Why you shouldn’t dismiss graduates as unfit for the world of work.
It’s summer and school’s out. Students will flock to beaches and holiday destinations. They’ll be lounging around (if they have rich parents) or working in temporary jobs (if they don’t). Most of us however, aside from a quick two weeks away, will be in a stuffy office praying the air conditioning doesn’t pack in or wondering when we will ever have a British August without rain.
For those just graduating from university the coming months won’t just be about earning some extra cash. It’ll be a stark reality check; desperately searching for a proper job with a salary and hopefully one that doesn’t come with a zero hours contract.
What do I do with my degree qualification? How can I land that first job when I don’t have full time permanent work experience? How can I prove that I’m hardworking and reliable? Recent graduates all commonly pose these questions.
And they are asked justly. Research into 2013 and 2014 graduates suggest that only 58% of them are now working full-time. That’s a lot of untapped qualified potential just going to waste.
Employers can be biased against taking on a graduate, assuming they don’t have the work skills or discipline to take on a full time role. They believe their primary daytime activity for the past three years has been watching Countdown. They don’t think they’re reliable and don’t want to invest training time only for them to leave within the year.
But can that possibly be true of all graduates? Surely you would be gaining an individual who has spent close to the last two decades of their life in education, and is bursting to finally get out into the real world and get their teeth sunk into some actual work .
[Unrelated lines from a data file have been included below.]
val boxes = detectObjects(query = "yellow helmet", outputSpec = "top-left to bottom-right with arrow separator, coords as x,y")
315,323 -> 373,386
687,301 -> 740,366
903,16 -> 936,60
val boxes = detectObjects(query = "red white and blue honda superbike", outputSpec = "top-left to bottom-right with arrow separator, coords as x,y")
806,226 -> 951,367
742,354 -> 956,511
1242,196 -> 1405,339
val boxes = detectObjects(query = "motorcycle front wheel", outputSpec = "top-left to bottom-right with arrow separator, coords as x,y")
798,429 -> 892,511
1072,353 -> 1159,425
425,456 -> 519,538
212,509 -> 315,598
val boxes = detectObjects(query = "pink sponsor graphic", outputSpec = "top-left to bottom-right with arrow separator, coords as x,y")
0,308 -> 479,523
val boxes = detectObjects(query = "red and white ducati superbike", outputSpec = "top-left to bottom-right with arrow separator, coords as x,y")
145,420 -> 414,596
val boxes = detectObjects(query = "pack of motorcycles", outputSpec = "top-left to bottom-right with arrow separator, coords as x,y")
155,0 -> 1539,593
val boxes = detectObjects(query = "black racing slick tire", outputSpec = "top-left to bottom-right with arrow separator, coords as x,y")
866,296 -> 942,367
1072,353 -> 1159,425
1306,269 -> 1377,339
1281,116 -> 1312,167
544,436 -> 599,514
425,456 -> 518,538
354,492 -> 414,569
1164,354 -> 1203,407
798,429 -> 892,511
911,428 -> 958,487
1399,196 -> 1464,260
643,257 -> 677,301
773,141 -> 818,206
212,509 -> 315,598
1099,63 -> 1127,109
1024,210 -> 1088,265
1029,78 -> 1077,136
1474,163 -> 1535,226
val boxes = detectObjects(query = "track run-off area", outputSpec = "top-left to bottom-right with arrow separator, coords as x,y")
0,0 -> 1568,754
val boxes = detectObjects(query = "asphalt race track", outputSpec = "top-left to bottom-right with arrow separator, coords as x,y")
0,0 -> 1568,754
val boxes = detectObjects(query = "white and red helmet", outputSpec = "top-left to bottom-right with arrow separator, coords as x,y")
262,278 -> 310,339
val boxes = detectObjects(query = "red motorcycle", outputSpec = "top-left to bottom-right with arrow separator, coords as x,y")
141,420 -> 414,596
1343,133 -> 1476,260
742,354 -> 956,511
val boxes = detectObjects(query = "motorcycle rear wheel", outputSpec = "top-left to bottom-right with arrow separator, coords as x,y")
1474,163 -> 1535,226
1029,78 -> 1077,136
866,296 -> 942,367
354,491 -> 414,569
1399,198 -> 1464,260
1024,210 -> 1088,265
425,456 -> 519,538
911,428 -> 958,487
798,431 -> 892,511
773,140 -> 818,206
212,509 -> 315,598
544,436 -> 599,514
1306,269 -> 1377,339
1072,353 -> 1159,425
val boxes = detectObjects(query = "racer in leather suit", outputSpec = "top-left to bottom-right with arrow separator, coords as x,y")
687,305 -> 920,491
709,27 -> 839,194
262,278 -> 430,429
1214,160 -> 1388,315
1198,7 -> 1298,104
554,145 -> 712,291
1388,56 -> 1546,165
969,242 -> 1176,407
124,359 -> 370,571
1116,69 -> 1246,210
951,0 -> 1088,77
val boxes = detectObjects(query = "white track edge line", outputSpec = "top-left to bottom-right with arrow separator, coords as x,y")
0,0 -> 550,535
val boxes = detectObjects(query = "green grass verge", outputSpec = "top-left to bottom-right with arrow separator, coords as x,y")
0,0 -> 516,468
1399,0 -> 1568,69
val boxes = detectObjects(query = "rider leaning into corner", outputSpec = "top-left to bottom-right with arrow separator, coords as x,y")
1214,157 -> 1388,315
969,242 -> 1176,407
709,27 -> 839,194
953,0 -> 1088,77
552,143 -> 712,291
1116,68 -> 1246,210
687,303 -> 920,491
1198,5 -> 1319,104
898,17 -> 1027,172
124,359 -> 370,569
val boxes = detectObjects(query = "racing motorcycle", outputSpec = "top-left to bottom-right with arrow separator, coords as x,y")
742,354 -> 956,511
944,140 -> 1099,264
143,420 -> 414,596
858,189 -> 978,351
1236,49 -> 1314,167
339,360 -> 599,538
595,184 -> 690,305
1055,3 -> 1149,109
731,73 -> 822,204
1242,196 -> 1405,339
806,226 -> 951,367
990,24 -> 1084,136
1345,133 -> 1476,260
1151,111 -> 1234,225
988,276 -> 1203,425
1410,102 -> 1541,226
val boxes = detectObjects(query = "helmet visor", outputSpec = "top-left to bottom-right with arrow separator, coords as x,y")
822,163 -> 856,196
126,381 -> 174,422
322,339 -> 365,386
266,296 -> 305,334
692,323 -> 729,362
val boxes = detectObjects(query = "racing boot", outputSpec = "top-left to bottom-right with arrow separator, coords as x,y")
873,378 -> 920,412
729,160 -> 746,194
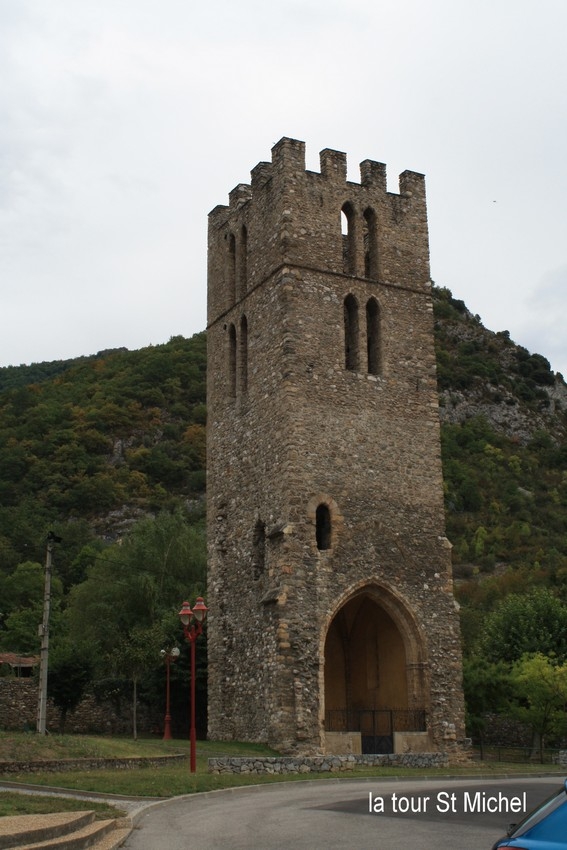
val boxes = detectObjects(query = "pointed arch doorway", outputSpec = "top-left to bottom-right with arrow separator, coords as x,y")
324,587 -> 427,753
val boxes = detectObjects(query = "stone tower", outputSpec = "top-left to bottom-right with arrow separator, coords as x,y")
207,138 -> 464,754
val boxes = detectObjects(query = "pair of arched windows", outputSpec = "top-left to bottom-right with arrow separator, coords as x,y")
227,224 -> 248,304
344,294 -> 381,375
228,316 -> 248,398
341,201 -> 378,280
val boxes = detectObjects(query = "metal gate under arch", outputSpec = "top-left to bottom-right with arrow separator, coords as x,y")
325,708 -> 427,755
Enterprise, the car rental company, is bucking the trend of shying away from graduate recruitment and investing in the future of these bright minds. They believe it’s a wise investment decision and employment strategy. They might just be on to something.
Enterprise has long had a policy of promoting from within rather than using expensive recruitment agencies. This means they really have to focus on hiring the right people in the first place.
To help achieve this aim they allocate resources to raise their profile within UK universities. Campus managers, students or those on internships, act as a liaison between the company and potential applicants.
They give presentations on the company, cultivate relationships with clubs and organisations, attend careers fairs and run mentoring programmes for students. The strategy helps significantly widen the net for new employees.
With the promise of progression and promotion within the business, staff are happier, will stay longer, and are more likely to give their best. It allows companies to take someone fresh and induct them in their culture and processes without having to undo previous experience.
At Breakthrough Funding we have just employed a graduate (James) and aside from the financial benefit of hiring an ambitious young person rather than use traditional recruitment methods, if you allow it, it could really transform your business. We've certainly added a staff member who is tech-savvy and experienced in social media in addition to his degree subject skills. He looks at our organisation afresh, has a different perspective on our potential target markets and has lots of ideas on doing things more efficiently.
Surely the huge proportion of graduates will want to make an impression and work hard just like James, after all to them they’re beginning a new career not just starting a new job . . . and they’ll be very grateful to you for that.